International Publication WO 91/06678 describes a DNA method that does not use any gel electrophoretic methods, as well as an apparatus for carrying out the method. The reaction requires 3′-blocked dTNP. Further, the method requires a process of separating the reaction solution from template DNA to separate the reaction solution in one reaction container from the template DNA during extension. In addition, this method requires determination of inserted nucleotide using the reaction solution fractionated in another reaction container. For continuous determination of such a sequence, the cycle must be repeated. Therefore, the method is complicated in a practical sense.

Furthermore, WO 94/00346 describes a nucleotide sequencing method that does not require electrophoresis. Even by this method, DNA extension reaction is essentially progressed in a step-wise manner. Additionally, the method inevitably involves a separation process of the reaction solution from template DNA, by procedures such as the immobilization of the template DNA.

Accordingly, there remains a critical need for direct assay reactions that occur continuously in a single reaction solution to enable the determination of DNA sequence in real time.

SUMMARY OF THE INVENTION

It is considered that an ideal mode of continuous plural determination of nucleotide sequence is a method including directly assaying reactions continuously occurring in a single reaction solution to enable the determination of DNA sequence in real time. However, it has been difficult to detect DNA sequences (alignment), which is supposedly positional information in a certain sense, based on reactions occurring in a single reaction solution. Previously, electrophoretic separation and step-wise DNA extension methods have been considered as an essential process for avoiding the tough problems.

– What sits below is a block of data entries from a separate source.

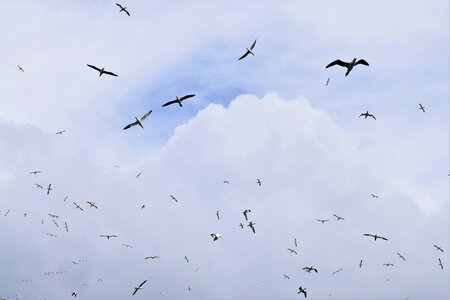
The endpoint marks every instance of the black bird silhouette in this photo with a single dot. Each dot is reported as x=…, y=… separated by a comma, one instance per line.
x=102, y=71
x=349, y=65
x=249, y=51
x=375, y=237
x=178, y=100
x=123, y=8
x=366, y=114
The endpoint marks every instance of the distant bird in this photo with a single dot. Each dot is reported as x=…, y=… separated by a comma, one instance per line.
x=338, y=217
x=302, y=290
x=122, y=8
x=77, y=206
x=139, y=287
x=323, y=221
x=375, y=237
x=421, y=107
x=178, y=100
x=401, y=256
x=292, y=251
x=107, y=236
x=251, y=225
x=349, y=65
x=366, y=114
x=309, y=269
x=152, y=257
x=102, y=71
x=245, y=212
x=249, y=51
x=438, y=248
x=215, y=236
x=138, y=122
x=49, y=188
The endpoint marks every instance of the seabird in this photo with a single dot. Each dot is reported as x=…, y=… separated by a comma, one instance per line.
x=102, y=71
x=123, y=8
x=366, y=114
x=302, y=290
x=178, y=100
x=139, y=287
x=215, y=236
x=349, y=65
x=375, y=237
x=249, y=51
x=138, y=122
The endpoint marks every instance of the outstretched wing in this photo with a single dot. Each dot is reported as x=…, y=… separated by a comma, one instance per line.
x=338, y=62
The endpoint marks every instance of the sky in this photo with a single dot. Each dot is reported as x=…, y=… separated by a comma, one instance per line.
x=270, y=116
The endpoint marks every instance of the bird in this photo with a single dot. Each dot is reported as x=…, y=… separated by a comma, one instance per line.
x=178, y=100
x=338, y=217
x=92, y=204
x=440, y=264
x=375, y=237
x=102, y=71
x=215, y=236
x=77, y=206
x=302, y=290
x=152, y=257
x=107, y=236
x=122, y=8
x=366, y=114
x=421, y=107
x=249, y=51
x=251, y=226
x=245, y=212
x=349, y=65
x=310, y=269
x=292, y=251
x=138, y=122
x=438, y=248
x=49, y=188
x=323, y=221
x=139, y=287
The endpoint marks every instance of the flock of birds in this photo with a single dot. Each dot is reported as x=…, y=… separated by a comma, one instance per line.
x=215, y=235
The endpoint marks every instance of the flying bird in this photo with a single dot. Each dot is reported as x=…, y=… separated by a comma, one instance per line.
x=375, y=237
x=123, y=8
x=139, y=287
x=421, y=107
x=138, y=122
x=249, y=51
x=215, y=236
x=349, y=65
x=366, y=114
x=178, y=100
x=102, y=71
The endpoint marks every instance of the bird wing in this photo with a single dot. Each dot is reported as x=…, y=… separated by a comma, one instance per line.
x=362, y=62
x=186, y=97
x=337, y=62
x=170, y=102
x=94, y=67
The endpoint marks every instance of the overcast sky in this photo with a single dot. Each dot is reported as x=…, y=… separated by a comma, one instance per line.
x=269, y=116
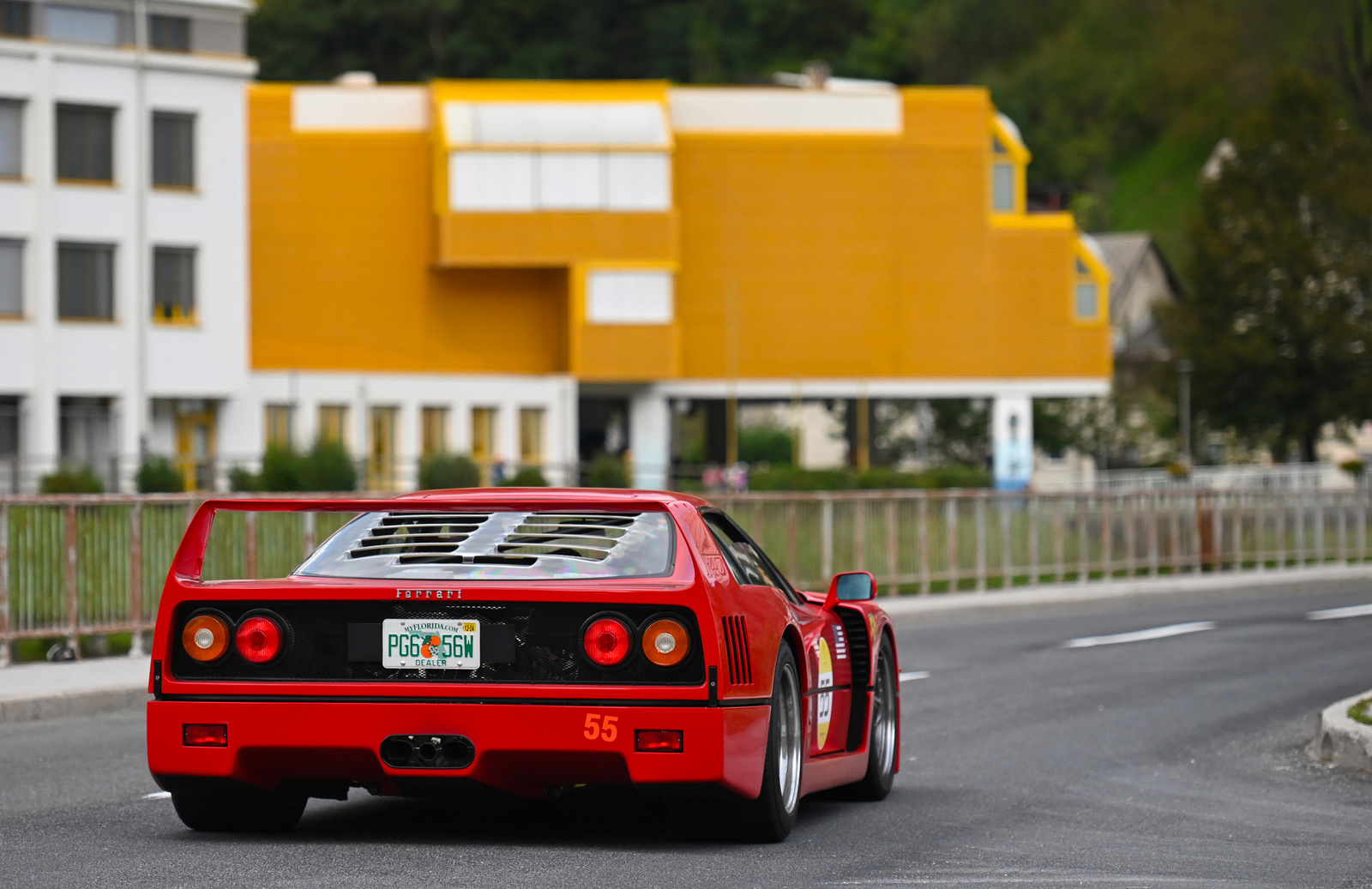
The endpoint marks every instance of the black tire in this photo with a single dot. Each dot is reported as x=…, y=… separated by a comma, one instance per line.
x=882, y=736
x=773, y=814
x=239, y=813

The invention overcomes the problems and provides a method capable of determining a nucleotide sequence of a single nucleotide or plural nucleotides by assaying reactions in a single reaction solution.

The present method comprises continuously generating a reaction product in a nucleotide extension reaction of a polynucleotide chain; detecting the reaction product; and determining the alignment in the sequentially extending polynucleotide.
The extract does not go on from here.